L.N : Vous vous sentez en insécurité en Haïti ?

J.G : Le problème, ce n’est pas ma situation. Moi, je ne me sens pas en insécurité en Haïti. Mais je parle avec beaucoup d’Haïtiens qui vivent dans la peur. Ils vivent dans des quartiers difficiles. Quand il y a des échanges de tirs, ils n’osent pas sortir de chez eux.

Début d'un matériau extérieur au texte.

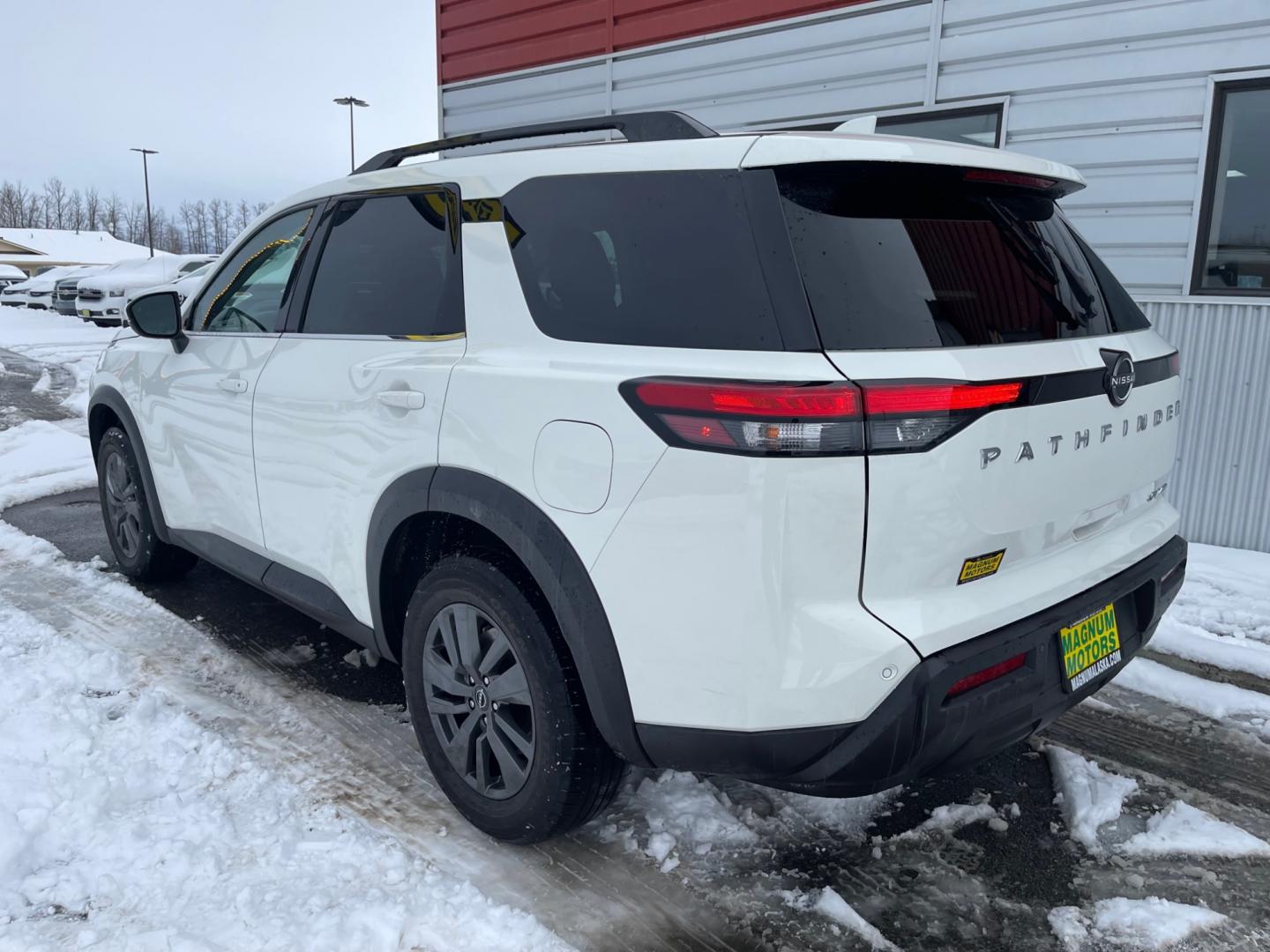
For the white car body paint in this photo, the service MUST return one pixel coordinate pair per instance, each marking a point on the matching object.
(753, 574)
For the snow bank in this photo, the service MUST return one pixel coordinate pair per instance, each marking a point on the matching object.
(836, 909)
(1180, 828)
(1222, 614)
(1143, 923)
(680, 807)
(126, 819)
(950, 818)
(40, 458)
(1199, 695)
(1090, 795)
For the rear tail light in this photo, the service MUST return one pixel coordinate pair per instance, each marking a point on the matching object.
(818, 419)
(765, 419)
(981, 678)
(911, 417)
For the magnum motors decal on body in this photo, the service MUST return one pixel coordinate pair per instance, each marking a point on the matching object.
(1081, 438)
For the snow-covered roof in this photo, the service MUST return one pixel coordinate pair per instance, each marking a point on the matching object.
(26, 247)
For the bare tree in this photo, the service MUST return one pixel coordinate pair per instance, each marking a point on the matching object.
(75, 211)
(55, 204)
(92, 205)
(113, 213)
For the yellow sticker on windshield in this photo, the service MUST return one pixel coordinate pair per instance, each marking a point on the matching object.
(981, 566)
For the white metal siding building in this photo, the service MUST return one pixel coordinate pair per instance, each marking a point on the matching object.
(1125, 90)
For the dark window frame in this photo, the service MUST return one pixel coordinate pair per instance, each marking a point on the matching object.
(225, 260)
(308, 270)
(923, 115)
(1212, 156)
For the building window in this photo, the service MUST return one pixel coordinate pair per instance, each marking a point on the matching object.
(973, 126)
(1233, 248)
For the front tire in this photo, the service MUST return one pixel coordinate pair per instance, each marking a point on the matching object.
(138, 551)
(498, 709)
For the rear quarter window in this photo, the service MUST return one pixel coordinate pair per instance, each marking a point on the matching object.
(651, 259)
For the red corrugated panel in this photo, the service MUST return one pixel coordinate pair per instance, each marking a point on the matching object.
(485, 37)
(482, 37)
(643, 22)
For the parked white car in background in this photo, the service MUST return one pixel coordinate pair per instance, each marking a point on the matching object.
(38, 291)
(11, 274)
(104, 299)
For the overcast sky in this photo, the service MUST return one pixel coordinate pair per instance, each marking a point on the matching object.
(235, 94)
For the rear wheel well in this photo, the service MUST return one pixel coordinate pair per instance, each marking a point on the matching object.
(101, 418)
(422, 541)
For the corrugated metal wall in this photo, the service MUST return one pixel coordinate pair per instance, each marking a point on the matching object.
(1222, 479)
(1117, 88)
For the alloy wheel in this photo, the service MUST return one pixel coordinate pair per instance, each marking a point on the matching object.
(123, 508)
(479, 701)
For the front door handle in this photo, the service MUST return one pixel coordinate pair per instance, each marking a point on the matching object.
(401, 398)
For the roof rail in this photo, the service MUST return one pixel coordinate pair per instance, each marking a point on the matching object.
(637, 127)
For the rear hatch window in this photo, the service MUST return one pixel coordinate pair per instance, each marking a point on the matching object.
(903, 256)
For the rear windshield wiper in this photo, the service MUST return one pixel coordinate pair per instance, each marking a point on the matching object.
(1042, 254)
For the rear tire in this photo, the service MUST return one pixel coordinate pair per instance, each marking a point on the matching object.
(498, 709)
(138, 551)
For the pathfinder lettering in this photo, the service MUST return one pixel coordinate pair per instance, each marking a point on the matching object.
(1142, 423)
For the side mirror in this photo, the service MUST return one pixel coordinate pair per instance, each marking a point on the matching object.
(158, 315)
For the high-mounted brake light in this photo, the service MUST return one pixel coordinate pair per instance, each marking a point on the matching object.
(1009, 178)
(987, 674)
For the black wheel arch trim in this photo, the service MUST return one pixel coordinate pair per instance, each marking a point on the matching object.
(553, 564)
(113, 401)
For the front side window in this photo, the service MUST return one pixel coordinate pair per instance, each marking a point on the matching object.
(898, 256)
(1233, 256)
(651, 259)
(253, 286)
(389, 267)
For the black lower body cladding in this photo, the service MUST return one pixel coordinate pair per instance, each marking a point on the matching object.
(918, 729)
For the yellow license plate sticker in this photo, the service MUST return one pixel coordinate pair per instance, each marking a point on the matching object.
(1091, 646)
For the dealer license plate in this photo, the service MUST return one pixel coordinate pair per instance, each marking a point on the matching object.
(1091, 646)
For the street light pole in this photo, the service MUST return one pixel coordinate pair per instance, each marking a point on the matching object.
(351, 101)
(145, 170)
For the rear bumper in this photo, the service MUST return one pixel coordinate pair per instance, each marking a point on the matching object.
(915, 732)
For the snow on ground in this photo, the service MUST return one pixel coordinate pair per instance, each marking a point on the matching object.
(837, 911)
(126, 818)
(1222, 703)
(1181, 829)
(1222, 614)
(40, 458)
(1090, 795)
(1138, 923)
(56, 339)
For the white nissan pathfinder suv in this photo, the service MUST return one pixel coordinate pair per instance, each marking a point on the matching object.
(819, 460)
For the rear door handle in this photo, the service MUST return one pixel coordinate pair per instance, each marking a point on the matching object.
(401, 398)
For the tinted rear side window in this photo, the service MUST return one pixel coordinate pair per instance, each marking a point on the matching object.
(389, 268)
(915, 257)
(655, 259)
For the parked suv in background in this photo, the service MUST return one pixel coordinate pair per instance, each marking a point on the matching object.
(104, 299)
(66, 288)
(587, 439)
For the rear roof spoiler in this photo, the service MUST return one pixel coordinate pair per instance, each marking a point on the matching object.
(637, 127)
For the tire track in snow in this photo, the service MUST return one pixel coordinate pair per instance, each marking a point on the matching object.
(355, 756)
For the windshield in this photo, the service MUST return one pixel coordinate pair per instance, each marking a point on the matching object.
(915, 257)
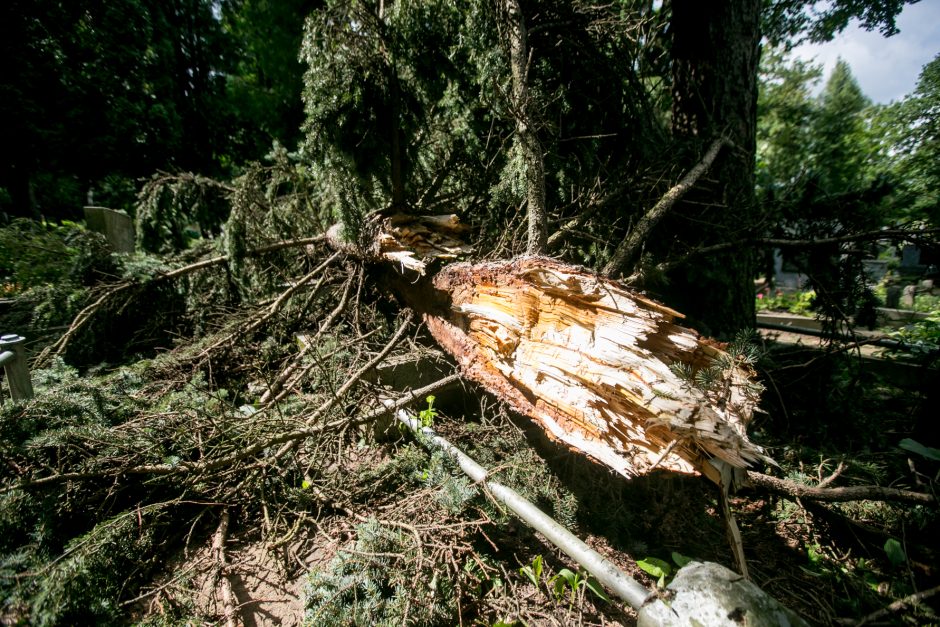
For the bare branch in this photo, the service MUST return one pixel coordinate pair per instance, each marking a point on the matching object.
(838, 495)
(631, 245)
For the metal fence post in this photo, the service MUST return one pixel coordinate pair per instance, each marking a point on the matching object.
(13, 358)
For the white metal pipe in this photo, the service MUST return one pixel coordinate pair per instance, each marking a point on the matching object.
(605, 571)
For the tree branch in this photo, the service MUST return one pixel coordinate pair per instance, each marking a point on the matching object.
(838, 495)
(866, 236)
(224, 461)
(631, 245)
(528, 140)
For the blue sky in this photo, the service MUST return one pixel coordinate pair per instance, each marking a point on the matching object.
(886, 69)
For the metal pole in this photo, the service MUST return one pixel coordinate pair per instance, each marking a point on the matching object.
(16, 367)
(605, 571)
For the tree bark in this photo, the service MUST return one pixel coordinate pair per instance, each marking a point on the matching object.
(590, 361)
(715, 52)
(525, 132)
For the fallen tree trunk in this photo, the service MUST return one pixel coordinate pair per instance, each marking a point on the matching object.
(603, 369)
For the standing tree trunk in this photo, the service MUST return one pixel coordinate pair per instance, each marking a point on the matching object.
(716, 47)
(525, 133)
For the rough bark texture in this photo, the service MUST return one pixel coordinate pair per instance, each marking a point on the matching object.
(715, 51)
(525, 132)
(590, 362)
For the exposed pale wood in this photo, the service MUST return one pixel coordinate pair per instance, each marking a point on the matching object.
(590, 361)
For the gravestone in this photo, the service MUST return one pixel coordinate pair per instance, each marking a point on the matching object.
(907, 296)
(116, 226)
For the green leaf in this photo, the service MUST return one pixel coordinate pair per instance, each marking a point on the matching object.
(655, 567)
(895, 552)
(594, 586)
(916, 447)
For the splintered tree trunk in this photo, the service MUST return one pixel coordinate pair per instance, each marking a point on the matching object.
(604, 370)
(595, 365)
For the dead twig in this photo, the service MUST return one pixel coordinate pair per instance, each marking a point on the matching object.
(274, 307)
(897, 606)
(220, 575)
(792, 489)
(631, 245)
(277, 391)
(85, 315)
(225, 461)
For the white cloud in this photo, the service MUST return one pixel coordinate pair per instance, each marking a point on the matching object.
(886, 68)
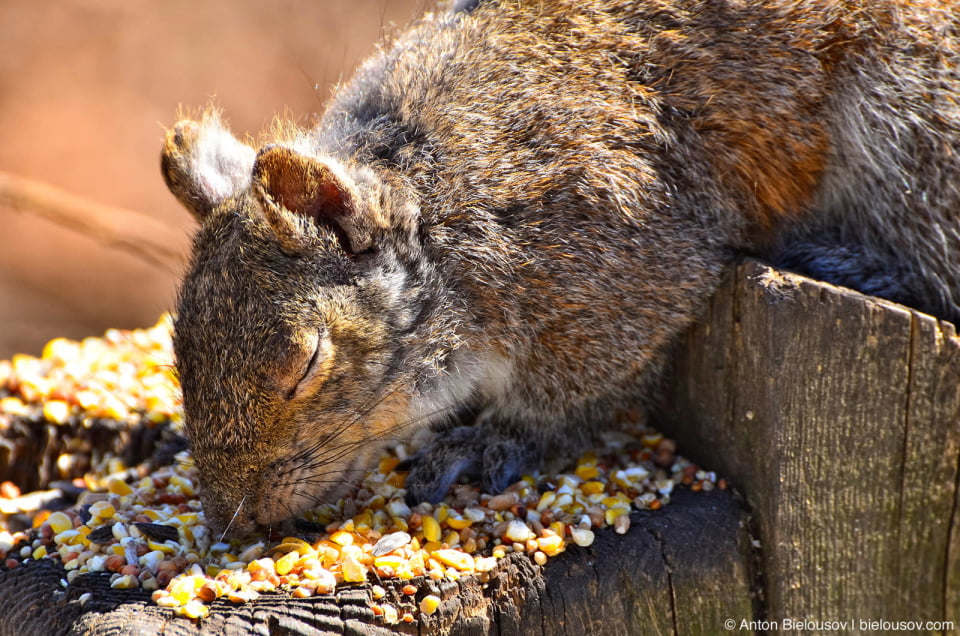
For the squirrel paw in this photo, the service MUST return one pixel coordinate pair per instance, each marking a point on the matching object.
(466, 450)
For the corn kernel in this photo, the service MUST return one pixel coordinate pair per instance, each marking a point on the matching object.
(455, 558)
(59, 522)
(429, 604)
(431, 529)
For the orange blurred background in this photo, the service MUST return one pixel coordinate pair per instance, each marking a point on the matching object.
(86, 88)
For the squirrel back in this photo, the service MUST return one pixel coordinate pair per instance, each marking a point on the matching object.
(518, 206)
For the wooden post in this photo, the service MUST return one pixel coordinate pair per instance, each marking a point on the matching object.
(838, 416)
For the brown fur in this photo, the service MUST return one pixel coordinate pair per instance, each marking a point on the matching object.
(518, 207)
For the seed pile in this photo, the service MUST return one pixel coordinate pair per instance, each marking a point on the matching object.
(65, 412)
(149, 530)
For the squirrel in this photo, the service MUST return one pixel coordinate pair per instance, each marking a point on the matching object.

Au mois de février, ils ont passé des journées entières terrés chez eux avec des difficultés à s’alimenter. Les Haïtiens ont peur. La peur est un sentiment très répandu en Haïti. C’est pourquoi nous pensons que le dialogue peut permettre de surmonter cette situation.

Le Nouvelliste : Est-ce que votre pays s’aligne sur les avertissements de voyage des États-Unis vers Haïti ?

José Gomez : Non, la France ne s’aligne pas de manière générale. Vis-à-vis d’Haïti, nous avons la politique que nous croyons utile à Haïti et utile à nos relations bilatérales indépendamment de la politique d’autres États. Quant à la diplomatie de Monsieur Trump, ce n’est pas à moi de la commenter.